So, who is this man? -- Cooper is, first and foremost, really a character in a TV show. Lynch seems to be aware, in a way that other directors are not, that this means the usual rule of impermanence of self is amplified. In Twin Peaks: The Return, Cooper spends much of the series wandering around, not knowing who he is, and wondering what is happening around him, which is the same experience the viewer has. At one moment in the new series, we see David Lynch himself as FBI Deputy Director Gordon Cole wondering in like fashion, and we gasp at the realization that no one seems to be in control here. The story hangs on and marginally remains a story by the barest of threads. In the lead-up to the show finale, we see, for the better part of two episodes, the original Cooper make a return. In the final episode, he's gone again. Will he ever come back?
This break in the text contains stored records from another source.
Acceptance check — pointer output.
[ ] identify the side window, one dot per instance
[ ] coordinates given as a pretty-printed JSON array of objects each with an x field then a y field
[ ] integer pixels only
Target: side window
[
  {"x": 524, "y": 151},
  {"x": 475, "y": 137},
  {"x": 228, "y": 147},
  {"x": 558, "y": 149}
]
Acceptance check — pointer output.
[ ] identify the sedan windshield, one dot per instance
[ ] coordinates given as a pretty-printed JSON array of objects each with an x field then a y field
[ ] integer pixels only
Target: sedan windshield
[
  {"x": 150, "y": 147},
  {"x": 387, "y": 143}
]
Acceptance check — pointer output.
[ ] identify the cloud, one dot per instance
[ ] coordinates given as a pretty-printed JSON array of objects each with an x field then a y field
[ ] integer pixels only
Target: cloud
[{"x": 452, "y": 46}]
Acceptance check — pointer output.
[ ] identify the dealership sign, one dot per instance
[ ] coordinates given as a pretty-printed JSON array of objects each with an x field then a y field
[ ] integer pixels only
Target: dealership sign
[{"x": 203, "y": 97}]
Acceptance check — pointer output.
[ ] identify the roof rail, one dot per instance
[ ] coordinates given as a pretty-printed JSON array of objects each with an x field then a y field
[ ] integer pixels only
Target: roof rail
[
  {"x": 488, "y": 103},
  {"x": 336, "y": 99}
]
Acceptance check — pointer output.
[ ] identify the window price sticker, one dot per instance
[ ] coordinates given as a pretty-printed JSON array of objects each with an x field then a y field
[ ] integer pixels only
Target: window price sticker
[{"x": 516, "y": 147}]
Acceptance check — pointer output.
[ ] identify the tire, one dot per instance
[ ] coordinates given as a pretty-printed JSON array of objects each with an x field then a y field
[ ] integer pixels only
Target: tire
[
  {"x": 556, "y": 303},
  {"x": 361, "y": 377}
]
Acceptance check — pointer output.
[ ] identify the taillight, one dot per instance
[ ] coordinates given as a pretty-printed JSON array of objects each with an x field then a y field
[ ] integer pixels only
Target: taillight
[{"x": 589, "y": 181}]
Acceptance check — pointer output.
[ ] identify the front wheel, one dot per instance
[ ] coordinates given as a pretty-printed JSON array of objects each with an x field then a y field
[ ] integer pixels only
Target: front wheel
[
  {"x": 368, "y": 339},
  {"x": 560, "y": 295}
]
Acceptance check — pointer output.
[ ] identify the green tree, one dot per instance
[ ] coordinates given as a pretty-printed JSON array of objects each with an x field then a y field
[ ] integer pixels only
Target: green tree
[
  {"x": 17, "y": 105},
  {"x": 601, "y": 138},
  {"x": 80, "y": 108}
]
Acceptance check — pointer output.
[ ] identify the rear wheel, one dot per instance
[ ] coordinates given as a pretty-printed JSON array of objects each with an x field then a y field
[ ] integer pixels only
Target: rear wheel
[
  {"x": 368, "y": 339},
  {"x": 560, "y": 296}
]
Did he ever really exist?
--
There are elements of every television genre at work in the original series, and Lynch plays masterfully with them all: soap opera, suspense, horror, comedy, sci-fi -- and, of course, the detective procedural. Lynch revisits most of these genres in Twin Peaks: The Return. The feel of the new series is different, though, the most conspicuous change being the absence of soap opera in the new series, which seems like a completely appropriate change, since soap operas are no longer the dominant genre that they once were. In a series that is so self-consciously a TV show, from a director who seems to deliberately anticipate and then confound the expectations of his viewers, it wouldn't be right to linger on a deflated genre. Nevertheless, the show strings us along by adhering just enough to conventions until the end, when it denies us the satisfaction of a conclusion that can be interpreted in anything like a sensible way. As one reviewer pointed out, there are scenes that could have taken place in a classic film noir. There are also scenes that could occur in nothing else but a David Lynch production.
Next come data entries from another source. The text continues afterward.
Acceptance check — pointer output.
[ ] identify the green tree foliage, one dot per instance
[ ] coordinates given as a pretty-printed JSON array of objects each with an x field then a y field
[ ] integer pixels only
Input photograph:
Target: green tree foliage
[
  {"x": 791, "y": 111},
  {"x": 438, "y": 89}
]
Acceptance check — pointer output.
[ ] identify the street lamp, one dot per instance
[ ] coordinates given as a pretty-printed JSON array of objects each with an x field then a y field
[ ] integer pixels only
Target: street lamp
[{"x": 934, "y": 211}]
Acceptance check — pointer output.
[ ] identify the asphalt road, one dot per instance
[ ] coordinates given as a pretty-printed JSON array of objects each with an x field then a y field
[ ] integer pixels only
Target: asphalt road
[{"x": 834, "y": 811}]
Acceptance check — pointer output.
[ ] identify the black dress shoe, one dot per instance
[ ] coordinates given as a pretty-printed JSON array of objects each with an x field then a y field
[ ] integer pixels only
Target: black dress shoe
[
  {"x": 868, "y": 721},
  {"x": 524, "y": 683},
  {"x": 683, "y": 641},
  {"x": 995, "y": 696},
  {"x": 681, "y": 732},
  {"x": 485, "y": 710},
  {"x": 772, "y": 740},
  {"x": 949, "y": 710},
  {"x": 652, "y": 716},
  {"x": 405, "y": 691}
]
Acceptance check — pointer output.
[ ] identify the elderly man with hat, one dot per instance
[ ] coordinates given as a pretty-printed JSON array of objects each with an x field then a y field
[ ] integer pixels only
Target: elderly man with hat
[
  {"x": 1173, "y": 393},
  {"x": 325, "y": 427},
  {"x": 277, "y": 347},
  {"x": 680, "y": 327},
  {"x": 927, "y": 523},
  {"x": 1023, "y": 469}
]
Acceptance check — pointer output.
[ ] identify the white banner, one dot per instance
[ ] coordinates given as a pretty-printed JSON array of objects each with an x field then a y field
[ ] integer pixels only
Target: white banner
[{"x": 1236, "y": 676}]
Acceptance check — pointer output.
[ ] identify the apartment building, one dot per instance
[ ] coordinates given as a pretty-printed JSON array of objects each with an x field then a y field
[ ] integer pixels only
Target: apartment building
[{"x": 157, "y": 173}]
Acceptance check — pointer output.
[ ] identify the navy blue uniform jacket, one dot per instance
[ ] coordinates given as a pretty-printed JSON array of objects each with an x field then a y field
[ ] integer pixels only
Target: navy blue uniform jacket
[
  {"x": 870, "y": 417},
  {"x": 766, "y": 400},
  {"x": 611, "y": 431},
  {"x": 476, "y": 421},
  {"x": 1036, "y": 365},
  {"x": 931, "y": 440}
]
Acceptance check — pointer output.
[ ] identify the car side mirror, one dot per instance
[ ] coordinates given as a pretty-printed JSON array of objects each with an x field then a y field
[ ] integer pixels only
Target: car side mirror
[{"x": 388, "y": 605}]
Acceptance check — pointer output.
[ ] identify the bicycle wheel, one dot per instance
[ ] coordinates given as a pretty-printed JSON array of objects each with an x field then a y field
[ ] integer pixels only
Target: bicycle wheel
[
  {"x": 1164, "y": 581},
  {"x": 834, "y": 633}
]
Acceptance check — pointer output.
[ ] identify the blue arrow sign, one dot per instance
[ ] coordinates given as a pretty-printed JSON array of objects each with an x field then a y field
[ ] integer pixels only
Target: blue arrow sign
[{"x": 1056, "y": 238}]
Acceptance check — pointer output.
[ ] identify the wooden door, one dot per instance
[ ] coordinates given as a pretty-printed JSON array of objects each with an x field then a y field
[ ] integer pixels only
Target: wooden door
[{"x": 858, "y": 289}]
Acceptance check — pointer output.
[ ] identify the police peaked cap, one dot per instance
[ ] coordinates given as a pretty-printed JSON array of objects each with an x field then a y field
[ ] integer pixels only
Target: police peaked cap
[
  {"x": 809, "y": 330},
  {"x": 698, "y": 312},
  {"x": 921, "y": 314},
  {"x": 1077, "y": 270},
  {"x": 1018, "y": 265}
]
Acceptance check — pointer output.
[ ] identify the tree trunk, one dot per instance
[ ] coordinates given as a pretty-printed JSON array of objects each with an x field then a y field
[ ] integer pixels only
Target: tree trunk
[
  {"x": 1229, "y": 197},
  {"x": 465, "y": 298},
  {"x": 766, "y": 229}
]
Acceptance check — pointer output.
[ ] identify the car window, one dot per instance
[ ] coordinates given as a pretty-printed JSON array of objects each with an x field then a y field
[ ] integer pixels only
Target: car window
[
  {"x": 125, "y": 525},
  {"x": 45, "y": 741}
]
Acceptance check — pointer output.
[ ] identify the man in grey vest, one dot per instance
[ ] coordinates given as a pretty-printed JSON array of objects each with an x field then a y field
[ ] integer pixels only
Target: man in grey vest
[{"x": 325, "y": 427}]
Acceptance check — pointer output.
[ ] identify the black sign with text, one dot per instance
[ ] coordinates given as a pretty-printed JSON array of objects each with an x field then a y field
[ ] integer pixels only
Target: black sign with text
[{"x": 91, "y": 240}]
Of the many genres the show employs, though, the dominant one in the end is horror, which we might say, by definition, is the embodiment of the fear that supernatural forces can visit evil upon us at will. There is no self so strong or so good that it can resist the power of possession, and there is no self that can rescue us from it. That is the resonant theme at the end of season two of the original series and perhaps at the end of the new series, as well. Horror is also the genre that is least likely to embrace resolution. That corpse just keeps popping out of the grave. In the end, it may be that not only did Cooper's efforts to undermine and reverse a tragedy come to naught; they may have made things worse -- though neither of those conclusions can be made with any certainty.
--
Thematically, the question that Twin Peaks, taken as a whole, answers is not whether good and evil exist -- not whether they are transcendentally signified. Rather, the question is: What do good and evil mean to us? I think that David Lynch is asking himself: How do you tell a story about good and evil with integrity? We all long for the triumph of good over evil, but is that the real story? If you tell the story right, the show insists, there won't be any definitive answers. Each ending is just a temporary stay in a series of ongoing narratives. Maybe it's dishonest to say that a story ever ends.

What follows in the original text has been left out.